Aujourd’hui se lèvent et se mélangent des populations que rien de tel ne meut ni ne retient, animées par d’autres principes, d’autres coutumes, ici on expose au froid polaire l’enfant non désiré, là on excise, là on se fait sauter dans une foule afin d’atteindre un paradis où vous attendent 70 vierges, le tout cohabitant avec la bénédiction du relativisme maçonnique, pour qui la vie n’est pas un don sans condition mais un matériau qu’il faut gérer. De sorte que l’actualité qui nous choque avec ses images qu’on dirait tirées d’un film policier coréen ou d’une série B d’horreur américaine, est le lieu de l’affrontement entre Barbarie et Civilisation.

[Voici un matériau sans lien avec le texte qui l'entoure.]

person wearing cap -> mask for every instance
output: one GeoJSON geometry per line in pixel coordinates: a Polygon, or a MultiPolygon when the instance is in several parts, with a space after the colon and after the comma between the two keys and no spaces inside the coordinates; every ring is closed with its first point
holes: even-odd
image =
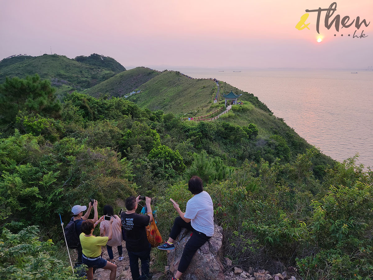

Cette barbarie n’emprunte pas seulement ses flots de sang et d’adrénaline au Grand Guignol, elle emprunte aussi ses ridicules à Guignol et ses soties à la Nef des fous : l’envers des tueries, ce sont les « fiertés » LGBTQ+, leurs méduses peintes, tatouées, piercées, leurs prêtresses du genre et de l’avortement, les bacchanales du culte de Gaïa qui entraînent en même temps le massacre de notre économie qui plonge le peuple dans la pauvreté. La révolution arc-en-ciel est une barbarie multiple et cohérente.

 

Civilisation chrétienne ou barbarie d’Etat

De même pour la civilisation. Car à la fin se pose une question : pourquoi la barbarie se déverse-t-elle sur nos pays ? Et pourquoi l’averse s’accentue-t-elle, pourquoi les choses empirent et s’accélèrent ? Pour deux raisons qui n’en font qu’une. Parce que la Civilisation, la civilisation que l’Europe blanche a portée et développée, qui s’organisait autour de la loi naturelle avait un nom et une réalité : la Chrétienté. Nous nous en sommes écartés et nous voilà maintenant soumis aux attaques toujours plus violentes de la barbarie. Elles sont terriblement désagréables mais sont aussi l’occasion de retrouver la bonne voie. Seulement, là, il ne faut pas se tromper. A Nouméa comme dans l’Eure, l’Etat maçon a choisi lui, la barbarie contre la civilisation chrétienne. C’est ce qu’il fait toujours : faible devant les banlieues et impitoyable devant les contribuables ou les automobilistes. Avec un sens très sûr de l’inversion, il choisit toujours d’exercer son autorité contre les Français et leur civilisation maternelle. Comme il l’a fait en 1881, en 1901, en 1905, pendant les inventaires, en 1967, etc. Ce qui rend Macron nocif, ce ne sont pas ses erreurs : c’est qu’il est ennemi de notre civilisation, comme la république maçonne l’a été depuis le début.